South Africa’s National Treasury has finally set up a task team with the financial services industry to find new ways to improve the funding and efficiencies of government’s ambitious fiscal and state-enterprise three-year R827bn infrastructure rollout. Many major government projects have been hamstrung by bottlenecks and delays‚ with Eskom’s continuously moving Medupi power station completion date resulting in a near tripling of costs.
“We want to create a framework that lays out new options for how everyone in the financial sector can participate,” said Nicky Prins‚ director of capital projects at Treasury yesterday. “We need to firstly understand the requirements of the different tasks in the industry and for them to understand government’s policies‚ interests and concerns.” The task team with industry is in place‚ she said‚ with the Association for Savings and Investment being a catalyst to get it going.
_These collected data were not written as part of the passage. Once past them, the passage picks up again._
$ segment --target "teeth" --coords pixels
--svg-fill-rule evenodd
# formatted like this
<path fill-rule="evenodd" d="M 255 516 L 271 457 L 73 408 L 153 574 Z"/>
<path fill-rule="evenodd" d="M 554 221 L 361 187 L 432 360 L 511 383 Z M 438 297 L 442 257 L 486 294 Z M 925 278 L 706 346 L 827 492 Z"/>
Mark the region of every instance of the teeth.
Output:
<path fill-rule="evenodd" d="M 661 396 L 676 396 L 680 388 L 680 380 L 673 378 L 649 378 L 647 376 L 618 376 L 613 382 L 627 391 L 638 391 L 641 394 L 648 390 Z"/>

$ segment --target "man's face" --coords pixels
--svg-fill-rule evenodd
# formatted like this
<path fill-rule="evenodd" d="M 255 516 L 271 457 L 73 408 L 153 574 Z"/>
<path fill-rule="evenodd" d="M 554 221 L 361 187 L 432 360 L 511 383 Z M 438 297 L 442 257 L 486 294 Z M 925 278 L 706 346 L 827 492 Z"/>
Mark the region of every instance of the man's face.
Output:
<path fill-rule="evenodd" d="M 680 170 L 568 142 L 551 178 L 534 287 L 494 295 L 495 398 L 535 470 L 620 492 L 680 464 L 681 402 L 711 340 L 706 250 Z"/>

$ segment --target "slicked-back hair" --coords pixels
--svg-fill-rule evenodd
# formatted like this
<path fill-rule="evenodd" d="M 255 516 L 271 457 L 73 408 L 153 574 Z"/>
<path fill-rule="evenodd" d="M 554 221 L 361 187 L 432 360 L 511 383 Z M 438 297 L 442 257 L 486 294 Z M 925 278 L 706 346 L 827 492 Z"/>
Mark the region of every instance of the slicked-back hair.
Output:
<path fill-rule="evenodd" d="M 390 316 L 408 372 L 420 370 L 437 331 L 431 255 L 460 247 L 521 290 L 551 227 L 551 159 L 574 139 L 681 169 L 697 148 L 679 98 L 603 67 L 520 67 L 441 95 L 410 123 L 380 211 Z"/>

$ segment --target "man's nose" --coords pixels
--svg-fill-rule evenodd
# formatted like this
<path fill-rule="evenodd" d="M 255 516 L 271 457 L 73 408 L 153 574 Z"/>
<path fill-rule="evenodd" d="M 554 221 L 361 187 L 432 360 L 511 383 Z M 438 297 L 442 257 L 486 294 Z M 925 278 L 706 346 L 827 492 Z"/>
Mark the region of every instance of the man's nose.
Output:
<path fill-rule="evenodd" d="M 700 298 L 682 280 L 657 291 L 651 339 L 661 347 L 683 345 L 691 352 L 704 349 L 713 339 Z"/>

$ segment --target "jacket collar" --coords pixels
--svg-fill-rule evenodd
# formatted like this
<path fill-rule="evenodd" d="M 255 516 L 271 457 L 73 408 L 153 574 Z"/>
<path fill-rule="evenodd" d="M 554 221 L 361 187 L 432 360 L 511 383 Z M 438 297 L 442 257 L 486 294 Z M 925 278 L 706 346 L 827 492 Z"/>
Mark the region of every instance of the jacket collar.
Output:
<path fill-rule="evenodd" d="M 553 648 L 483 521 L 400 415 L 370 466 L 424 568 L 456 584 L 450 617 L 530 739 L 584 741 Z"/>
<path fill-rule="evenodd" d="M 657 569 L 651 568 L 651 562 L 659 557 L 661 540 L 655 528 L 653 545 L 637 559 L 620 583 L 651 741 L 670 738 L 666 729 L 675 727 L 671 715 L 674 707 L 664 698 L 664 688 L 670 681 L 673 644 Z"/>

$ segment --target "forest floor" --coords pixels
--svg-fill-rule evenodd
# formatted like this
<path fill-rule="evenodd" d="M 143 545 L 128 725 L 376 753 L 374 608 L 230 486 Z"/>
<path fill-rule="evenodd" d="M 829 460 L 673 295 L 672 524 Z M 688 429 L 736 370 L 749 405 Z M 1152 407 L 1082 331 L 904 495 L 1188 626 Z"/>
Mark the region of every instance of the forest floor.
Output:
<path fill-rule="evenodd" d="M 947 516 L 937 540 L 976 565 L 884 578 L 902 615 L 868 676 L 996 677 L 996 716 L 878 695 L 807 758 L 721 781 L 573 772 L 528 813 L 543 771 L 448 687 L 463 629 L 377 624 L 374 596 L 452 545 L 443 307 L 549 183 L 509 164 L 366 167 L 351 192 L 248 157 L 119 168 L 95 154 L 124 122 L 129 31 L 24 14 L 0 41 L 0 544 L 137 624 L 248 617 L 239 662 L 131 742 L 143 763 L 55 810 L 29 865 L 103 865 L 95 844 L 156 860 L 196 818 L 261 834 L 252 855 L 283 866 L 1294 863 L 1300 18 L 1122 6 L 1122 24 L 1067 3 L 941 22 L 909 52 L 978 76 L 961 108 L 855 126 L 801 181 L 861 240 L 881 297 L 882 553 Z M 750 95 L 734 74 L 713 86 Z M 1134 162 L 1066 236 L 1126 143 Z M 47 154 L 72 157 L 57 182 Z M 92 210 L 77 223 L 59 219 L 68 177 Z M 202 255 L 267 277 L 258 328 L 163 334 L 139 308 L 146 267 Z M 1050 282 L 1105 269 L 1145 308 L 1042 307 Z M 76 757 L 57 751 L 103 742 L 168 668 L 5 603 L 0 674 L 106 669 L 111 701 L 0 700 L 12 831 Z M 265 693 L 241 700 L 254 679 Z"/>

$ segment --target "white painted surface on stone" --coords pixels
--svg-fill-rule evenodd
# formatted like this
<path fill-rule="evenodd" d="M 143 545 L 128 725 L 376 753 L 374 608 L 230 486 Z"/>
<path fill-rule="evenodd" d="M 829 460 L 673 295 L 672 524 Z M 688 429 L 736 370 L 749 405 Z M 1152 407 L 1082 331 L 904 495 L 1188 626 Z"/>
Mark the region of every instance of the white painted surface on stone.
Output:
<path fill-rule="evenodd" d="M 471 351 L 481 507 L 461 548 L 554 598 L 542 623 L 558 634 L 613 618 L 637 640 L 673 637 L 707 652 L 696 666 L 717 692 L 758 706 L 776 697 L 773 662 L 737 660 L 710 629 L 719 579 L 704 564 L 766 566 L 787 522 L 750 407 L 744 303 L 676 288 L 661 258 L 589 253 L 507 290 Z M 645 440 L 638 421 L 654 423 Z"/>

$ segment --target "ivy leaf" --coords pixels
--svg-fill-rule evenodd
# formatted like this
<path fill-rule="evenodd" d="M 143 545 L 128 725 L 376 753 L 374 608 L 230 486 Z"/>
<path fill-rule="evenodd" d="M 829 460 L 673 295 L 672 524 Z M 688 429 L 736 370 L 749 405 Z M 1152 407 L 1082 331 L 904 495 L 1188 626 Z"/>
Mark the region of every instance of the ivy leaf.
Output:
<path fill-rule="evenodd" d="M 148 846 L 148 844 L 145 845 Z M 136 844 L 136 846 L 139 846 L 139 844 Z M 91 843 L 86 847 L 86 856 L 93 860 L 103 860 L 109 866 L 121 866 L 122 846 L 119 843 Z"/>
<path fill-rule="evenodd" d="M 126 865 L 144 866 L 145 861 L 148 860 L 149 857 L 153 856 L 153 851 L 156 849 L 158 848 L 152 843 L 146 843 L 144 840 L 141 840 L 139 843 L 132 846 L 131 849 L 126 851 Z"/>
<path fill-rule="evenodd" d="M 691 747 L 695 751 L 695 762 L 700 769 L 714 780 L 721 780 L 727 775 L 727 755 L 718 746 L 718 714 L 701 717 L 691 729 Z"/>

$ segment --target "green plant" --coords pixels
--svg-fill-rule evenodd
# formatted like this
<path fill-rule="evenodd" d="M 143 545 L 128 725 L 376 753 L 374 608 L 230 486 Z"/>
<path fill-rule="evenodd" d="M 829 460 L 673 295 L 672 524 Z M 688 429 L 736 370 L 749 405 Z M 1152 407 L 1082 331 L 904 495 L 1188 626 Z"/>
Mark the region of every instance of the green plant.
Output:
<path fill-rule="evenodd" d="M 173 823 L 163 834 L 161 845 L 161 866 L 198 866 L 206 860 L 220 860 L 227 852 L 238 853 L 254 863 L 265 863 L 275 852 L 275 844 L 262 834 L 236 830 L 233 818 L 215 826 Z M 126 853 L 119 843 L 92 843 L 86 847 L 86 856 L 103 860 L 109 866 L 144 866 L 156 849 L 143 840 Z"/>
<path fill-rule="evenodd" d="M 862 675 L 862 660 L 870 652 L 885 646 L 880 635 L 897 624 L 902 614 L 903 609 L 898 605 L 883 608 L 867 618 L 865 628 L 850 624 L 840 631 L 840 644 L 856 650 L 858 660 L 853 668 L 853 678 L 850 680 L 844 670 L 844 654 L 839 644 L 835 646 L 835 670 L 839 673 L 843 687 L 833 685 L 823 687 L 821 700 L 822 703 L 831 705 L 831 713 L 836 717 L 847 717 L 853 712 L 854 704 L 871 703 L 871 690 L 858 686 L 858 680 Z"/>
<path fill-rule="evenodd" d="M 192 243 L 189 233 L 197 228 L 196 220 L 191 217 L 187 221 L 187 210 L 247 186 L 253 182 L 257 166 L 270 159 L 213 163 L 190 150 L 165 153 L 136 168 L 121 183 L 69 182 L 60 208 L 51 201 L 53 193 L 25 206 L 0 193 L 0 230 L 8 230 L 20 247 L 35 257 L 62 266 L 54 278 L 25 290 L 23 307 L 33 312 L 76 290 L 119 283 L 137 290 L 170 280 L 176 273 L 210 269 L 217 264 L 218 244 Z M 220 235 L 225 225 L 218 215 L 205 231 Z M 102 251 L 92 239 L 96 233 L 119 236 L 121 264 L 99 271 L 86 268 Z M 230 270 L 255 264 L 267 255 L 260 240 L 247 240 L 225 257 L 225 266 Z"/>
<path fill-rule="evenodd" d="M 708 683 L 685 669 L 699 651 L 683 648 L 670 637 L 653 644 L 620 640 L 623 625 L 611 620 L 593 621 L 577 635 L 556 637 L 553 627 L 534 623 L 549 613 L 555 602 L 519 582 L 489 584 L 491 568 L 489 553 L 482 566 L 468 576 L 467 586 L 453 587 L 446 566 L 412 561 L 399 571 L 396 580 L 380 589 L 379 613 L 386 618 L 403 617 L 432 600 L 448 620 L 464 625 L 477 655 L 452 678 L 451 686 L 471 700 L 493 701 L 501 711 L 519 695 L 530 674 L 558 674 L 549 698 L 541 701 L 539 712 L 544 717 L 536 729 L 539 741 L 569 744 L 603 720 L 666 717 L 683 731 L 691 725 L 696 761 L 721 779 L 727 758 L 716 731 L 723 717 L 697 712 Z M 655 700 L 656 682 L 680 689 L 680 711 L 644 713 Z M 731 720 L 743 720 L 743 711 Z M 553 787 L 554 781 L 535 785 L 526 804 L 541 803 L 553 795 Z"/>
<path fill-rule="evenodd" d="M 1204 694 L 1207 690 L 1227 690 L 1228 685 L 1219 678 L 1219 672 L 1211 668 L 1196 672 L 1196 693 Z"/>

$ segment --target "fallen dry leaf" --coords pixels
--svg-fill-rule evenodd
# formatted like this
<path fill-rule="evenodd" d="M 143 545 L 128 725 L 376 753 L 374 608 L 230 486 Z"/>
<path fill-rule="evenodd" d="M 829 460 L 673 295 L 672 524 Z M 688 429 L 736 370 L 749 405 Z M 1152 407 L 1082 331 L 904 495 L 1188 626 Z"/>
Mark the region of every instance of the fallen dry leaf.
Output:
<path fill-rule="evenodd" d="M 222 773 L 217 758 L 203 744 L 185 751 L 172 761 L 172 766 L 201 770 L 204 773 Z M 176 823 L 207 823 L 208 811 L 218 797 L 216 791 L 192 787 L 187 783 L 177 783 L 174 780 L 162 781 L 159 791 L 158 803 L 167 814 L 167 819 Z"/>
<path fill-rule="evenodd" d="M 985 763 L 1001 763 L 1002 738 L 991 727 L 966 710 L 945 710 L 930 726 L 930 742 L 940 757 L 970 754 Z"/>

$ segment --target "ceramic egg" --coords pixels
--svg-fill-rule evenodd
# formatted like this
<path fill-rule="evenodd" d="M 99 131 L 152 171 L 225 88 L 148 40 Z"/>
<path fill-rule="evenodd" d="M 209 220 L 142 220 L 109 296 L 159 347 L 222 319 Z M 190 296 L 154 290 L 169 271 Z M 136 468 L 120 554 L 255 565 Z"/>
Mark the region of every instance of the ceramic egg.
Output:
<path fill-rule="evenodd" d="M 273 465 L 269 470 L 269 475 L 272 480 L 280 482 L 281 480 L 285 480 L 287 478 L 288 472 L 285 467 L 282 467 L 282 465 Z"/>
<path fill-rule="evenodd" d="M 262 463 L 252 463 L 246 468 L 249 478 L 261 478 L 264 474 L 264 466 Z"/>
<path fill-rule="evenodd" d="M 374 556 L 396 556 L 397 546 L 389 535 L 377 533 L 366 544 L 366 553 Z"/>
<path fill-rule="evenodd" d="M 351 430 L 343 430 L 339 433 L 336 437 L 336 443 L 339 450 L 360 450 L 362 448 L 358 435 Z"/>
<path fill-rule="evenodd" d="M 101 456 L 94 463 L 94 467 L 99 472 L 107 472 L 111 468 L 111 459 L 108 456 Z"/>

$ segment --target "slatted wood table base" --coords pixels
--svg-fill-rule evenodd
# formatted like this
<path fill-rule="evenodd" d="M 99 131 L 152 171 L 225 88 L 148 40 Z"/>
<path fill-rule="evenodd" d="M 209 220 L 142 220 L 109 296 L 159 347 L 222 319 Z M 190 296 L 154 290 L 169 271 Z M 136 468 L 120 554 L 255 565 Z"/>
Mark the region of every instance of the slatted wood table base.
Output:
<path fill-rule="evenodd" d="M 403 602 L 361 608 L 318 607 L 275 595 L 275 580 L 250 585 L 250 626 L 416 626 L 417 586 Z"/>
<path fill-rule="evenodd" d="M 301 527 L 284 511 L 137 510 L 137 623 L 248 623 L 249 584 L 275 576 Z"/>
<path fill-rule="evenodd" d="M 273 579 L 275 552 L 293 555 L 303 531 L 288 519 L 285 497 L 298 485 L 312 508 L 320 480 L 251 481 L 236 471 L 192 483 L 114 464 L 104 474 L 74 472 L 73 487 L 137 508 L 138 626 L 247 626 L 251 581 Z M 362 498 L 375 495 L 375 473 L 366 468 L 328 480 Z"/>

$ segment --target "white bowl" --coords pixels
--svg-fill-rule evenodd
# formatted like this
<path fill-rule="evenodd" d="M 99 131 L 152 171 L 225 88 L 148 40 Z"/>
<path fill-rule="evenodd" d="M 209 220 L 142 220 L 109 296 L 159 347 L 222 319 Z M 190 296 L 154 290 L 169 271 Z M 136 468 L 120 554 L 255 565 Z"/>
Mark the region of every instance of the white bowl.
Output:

Treasury said on Thursday at an investment conference in Durban it will represent other parts of government and has been discussing the issue with various departments to come up with solutions.
“We have been developing quite a lot of goodwill and trust‚” said Prins. The value of major infrastructure projects in progress or under consideration in the public sector is over R4 trillion‚ with significant private sector investment needed to provide funding. About 40% of these projects are in implementation‚ but for the remainder of projects‚ concept proposals have to be assessed for alignment with the priorities set out in the 2030 National Development Plan‚ followed by rigorous feasibility evaluations. Prins said government did not just want to share the burden of cost and capital‚ but was also looking at harnessing the efficiencies of the financial sector in raising capital and providing funding.
“SA banks can get involved in all links of this value chain‚ but how we package this has an impact on the costs for end users as well‚” said MD of the Banking Association of SA‚ Cas Coovadia. He said collaboration with the private sector was needed from the beginning and more “crowding in” of the private sector was needed. Assistant general secretary of finance union SASBO Isaac Ramputa said labour has always advocated investment for infrastructure that uplifts communities. He said appropriate labour forums would engage with government on the preservation of funds for these purposes‚ but was concerned there was too much talking and too little implementation. Prins conceded that major cost over-runs were rooted in the planning stages – only 2% of project costs are spent on feasibility studies‚ “but if you get it wrong it affects the 98%”.